Court of Appeals Affirms Judgment for Plaintiffs in Products-Liability Action
On January 31, 2013, the District of Columbia Court of Appeals decided Wilson Sporting Goods Co. v. Hickox, No. 11-CV-445, slip op. (D.C. Jan. 31, 2013) in which it affirmed a judgment for the plaintiffs in a products liability action. Id. at 1-2. By way of background, the action arose from personal injuries suffered by a baseball umpire, allegedly as a result of using a defective umpire’s mask. Id. The umpire and his wife (collectively, the “plaintiffs”) sued the manufacturer of the mask (the “defendant-manufacturer”), alleging products-liability claims. Id. Following a favorable jury verdict on all claims, judgment was entered for the plaintiffs. Id. The defendant-manufacturer appealed. Id.
On appeal, the defendant-manufacturer raised three arguments. First, the defendant-manufacturer argued that testimony of the plaintiffs’ products-safety expert should have been excluded because the testimony lacked adequate foundation. Id. at 5-13. It primarily argued that the expert’s testimony should have been excluded because the expert did not conduct his own tests to determine whether the mask was defective and did not adequately explain his reasoning. Id. at 8-12. The Court of Appeals rejected these arguments. Id. It concluded that “there is no requirement that an expert perform tests, particularly where the expert relies on published data generated by another expert in the pertinent field,” as was the case here. Id. at 8. Additionally, although recognizing that the expert “did not fully explain every aspect of his reasoning,” it concluded that the expert’s explanation of his reasoning was sufficient and that any “gaps” in the expert’s explanation of his reasoning “did not require exclusion of [his] testimony but rather were the proper subject of cross-examination and closing argument.” Id. at 12.

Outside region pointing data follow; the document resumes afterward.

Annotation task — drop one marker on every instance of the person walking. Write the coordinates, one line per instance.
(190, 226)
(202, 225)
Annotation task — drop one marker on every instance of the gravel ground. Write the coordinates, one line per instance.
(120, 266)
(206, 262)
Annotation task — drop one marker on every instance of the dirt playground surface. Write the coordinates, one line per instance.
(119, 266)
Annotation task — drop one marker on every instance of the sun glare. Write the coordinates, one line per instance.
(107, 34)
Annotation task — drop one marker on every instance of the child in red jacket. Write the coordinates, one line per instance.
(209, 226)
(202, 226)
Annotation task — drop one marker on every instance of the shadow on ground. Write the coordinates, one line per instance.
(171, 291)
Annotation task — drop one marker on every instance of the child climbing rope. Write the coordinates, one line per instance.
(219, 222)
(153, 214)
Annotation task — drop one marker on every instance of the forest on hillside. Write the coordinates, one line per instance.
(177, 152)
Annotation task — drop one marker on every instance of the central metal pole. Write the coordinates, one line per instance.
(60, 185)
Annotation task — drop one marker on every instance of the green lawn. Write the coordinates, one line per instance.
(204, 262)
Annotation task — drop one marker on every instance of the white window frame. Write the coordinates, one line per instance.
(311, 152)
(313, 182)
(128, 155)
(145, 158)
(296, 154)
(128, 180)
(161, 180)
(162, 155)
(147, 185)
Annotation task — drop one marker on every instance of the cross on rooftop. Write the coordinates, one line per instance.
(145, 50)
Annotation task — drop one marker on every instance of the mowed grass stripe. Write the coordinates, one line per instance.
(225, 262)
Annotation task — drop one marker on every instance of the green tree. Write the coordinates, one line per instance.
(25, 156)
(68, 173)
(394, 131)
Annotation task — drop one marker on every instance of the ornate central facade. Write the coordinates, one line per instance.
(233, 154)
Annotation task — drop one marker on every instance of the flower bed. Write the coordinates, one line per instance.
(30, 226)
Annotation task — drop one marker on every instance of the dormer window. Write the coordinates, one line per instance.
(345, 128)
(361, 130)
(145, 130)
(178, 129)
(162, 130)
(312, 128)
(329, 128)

Second, the defendant-manufacturer argued that “it was entitled to have the jury instructed on an assumption-of-risk defense.” Id. at 13-14. The Court of Appeals recognized that “[a]n assumption-of-risk instruction is warranted in a design-defect case if the defendant offers evidence that the plaintiff knew about the specific alleged defect and the associated danger.” Id. at 14. It concluded, however, that there was no evidence that the umpire knew about the specific alleged defect and the associated danger and that “showing that [the umpire] knew the general risks of baseball umpiring was inadequate” to justify the instruction. Id.

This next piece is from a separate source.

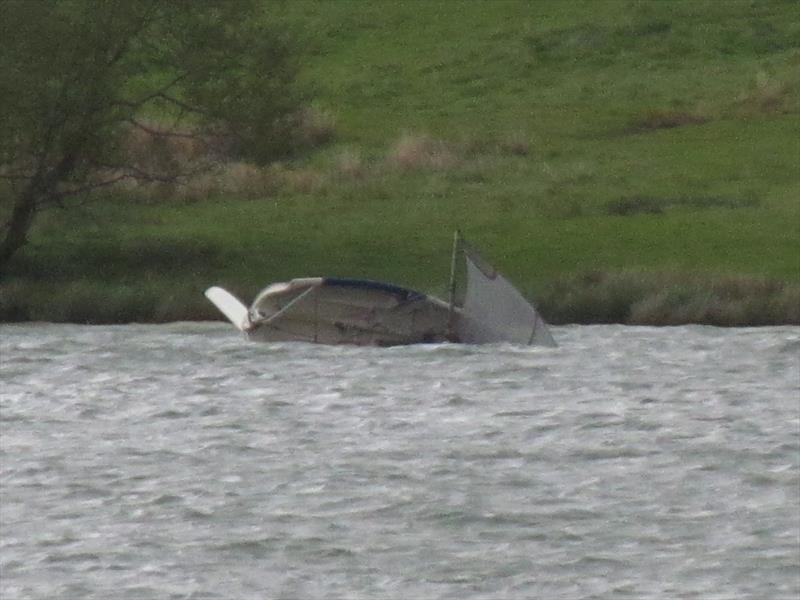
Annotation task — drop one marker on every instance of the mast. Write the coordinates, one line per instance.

Third, the defendant-manufacturer argued that “there was insufficient evidence to support judgment against it on any of the products-liability claims.” Id. at 15. In addressing this argument, the Court of Appeals focused on the plaintiff’s design-defect claim. Id. It stated that “[t]here are two tests commonly used to determine whether a product’s design was defective: the consumer-expectation test and the risk-utility test.” Id. The Court of Appeals analyzed the sufficiency of the evidence in accordance with the consumer-expectation test because, although the Court of Appeals has not ruled on whether the consumer-expectation test is applicable in the District of Columbia, the defendant-manufacturer “explicitly assented at trial to jury instructions that required the jury to make findings under a consumer-expectation test.” Id. at 16. “Under that test, a product has a design defect if it fails to perform in the manner reasonably to be expected by the ordinary consumer.” Id. at 17 (internal quotation marks omitted).

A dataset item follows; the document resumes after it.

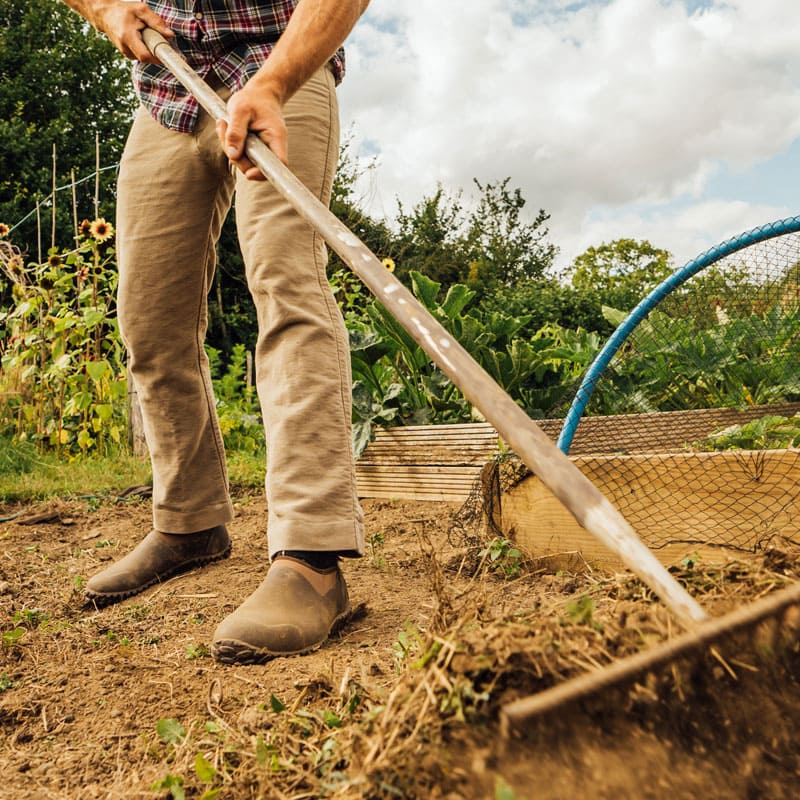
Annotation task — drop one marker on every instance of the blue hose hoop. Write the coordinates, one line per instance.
(626, 327)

Applying the consumer-expectation test, the Court of Appeals found, inter alia, that the evidence was sufficient to support the judgment. Id. at 17-22. It found that “the evidence indicated that the mask at issue was more dangerous than comparable masks sold at the time,” id. at 17, that the jury could infer “the level of safety an ordinary user would expect” from “the existence of safer, commercially available alternatives,” id. at 18, and that statements made by the defendant-manufacturer’s representative to the umpire would have given an ordinary consumer the expectation that the mask would “perform more safely than other models,” id. at 19. It also found that there was adequate evidence of proximate cause. Id. at 21-22.
Accordingly, the Court of Appeals affirmed the trial court’s judgment.